Rinvenuta nel 1985, sotto la strada che oggi porta all’ingresso della necropoli di Monterozzi, la tomba dei Demoni Azzurri risale alla seconda metà del V secolo a.C. (430-400 a.C. circa).

Tarquinia: tomba dei Demoni Azzurri

L’eccezionalità di questo monumento funerario sta nelle scelte iconografiche del pittore che realizzò gli affreschi parietali: fanno infatti la loro comparsa, per la prima volta, figure demoniache dell’aldilà.

I demoni azzurri di Tarquinia

Sulla parete di fondo è dipinto un banchetto, ipoteticamente ambientato nell’oltretomba, con tre coppie maschili e una coniugata, su 4 klinai. La scena è il centro verso cui convergono i fregi figurati delle pareti laterali che mostrano ludi funebri o immagini di caccia (molto lacunose).

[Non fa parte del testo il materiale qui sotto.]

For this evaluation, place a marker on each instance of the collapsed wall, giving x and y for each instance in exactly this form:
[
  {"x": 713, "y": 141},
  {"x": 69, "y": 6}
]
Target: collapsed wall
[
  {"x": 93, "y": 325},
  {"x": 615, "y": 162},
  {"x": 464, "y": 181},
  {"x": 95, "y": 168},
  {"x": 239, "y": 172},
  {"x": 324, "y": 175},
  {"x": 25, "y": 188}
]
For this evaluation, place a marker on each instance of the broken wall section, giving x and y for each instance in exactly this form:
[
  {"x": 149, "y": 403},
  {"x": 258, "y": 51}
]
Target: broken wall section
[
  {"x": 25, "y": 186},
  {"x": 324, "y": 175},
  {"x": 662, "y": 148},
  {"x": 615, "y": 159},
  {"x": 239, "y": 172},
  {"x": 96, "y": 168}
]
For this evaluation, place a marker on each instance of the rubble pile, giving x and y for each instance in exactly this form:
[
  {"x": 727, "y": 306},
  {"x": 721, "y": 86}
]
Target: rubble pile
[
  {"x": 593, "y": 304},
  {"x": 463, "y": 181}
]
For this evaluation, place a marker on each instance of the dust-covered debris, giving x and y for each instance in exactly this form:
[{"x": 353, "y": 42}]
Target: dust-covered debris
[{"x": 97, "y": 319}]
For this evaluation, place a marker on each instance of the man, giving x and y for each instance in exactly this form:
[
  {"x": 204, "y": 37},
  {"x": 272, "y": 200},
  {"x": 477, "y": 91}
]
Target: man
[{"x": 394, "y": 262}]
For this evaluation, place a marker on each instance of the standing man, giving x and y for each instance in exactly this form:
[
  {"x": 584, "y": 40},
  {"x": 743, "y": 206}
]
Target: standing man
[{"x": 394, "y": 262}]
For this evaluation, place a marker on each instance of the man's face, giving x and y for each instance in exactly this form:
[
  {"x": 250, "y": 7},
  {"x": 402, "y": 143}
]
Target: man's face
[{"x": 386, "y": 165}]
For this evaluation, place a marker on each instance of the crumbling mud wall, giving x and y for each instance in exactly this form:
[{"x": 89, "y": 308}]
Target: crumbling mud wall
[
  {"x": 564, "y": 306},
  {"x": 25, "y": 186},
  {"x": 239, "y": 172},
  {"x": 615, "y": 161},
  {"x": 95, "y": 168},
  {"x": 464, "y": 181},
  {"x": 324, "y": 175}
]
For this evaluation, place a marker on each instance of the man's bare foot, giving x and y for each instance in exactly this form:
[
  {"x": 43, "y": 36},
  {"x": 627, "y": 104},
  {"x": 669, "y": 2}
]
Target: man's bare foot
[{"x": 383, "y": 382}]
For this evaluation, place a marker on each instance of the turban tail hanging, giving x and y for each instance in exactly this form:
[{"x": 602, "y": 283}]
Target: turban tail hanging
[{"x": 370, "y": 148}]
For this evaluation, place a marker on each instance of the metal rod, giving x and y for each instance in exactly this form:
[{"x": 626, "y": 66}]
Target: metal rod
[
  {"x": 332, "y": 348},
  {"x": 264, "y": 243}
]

Tarquinia: tomba dei Demoni Azzurri
Particolare del banchetto

Ugualmente alle tombe di Caere si nota la preponderanza maschile sul lato sinistro e quella femminile sul lato destro della stanza. Il primo offre il defunto su un cocchio, accompagnato da musici e ballerini, in cammino verso l’oltretomba, funus trimphalis, quasi ad anticipare le scene di processioni di magistrati delle tombe più tarde.

Tarquinia: tomba dei Demoni Azzurri
Particolare del cocchio del defunto


Due musici si dirigono verso i vasi del banchetto

La parete “femminile” presenta l’arrivo della defunta presso un’antenata, qui semplificate con l’iconografia tipica di Demetra (antenata) e Persefone (defunta). Fa la sua comparsa la prima rappresentazione del traghettatore Charu (Caronte), sul fiume Acheronte, con la barca e il remo.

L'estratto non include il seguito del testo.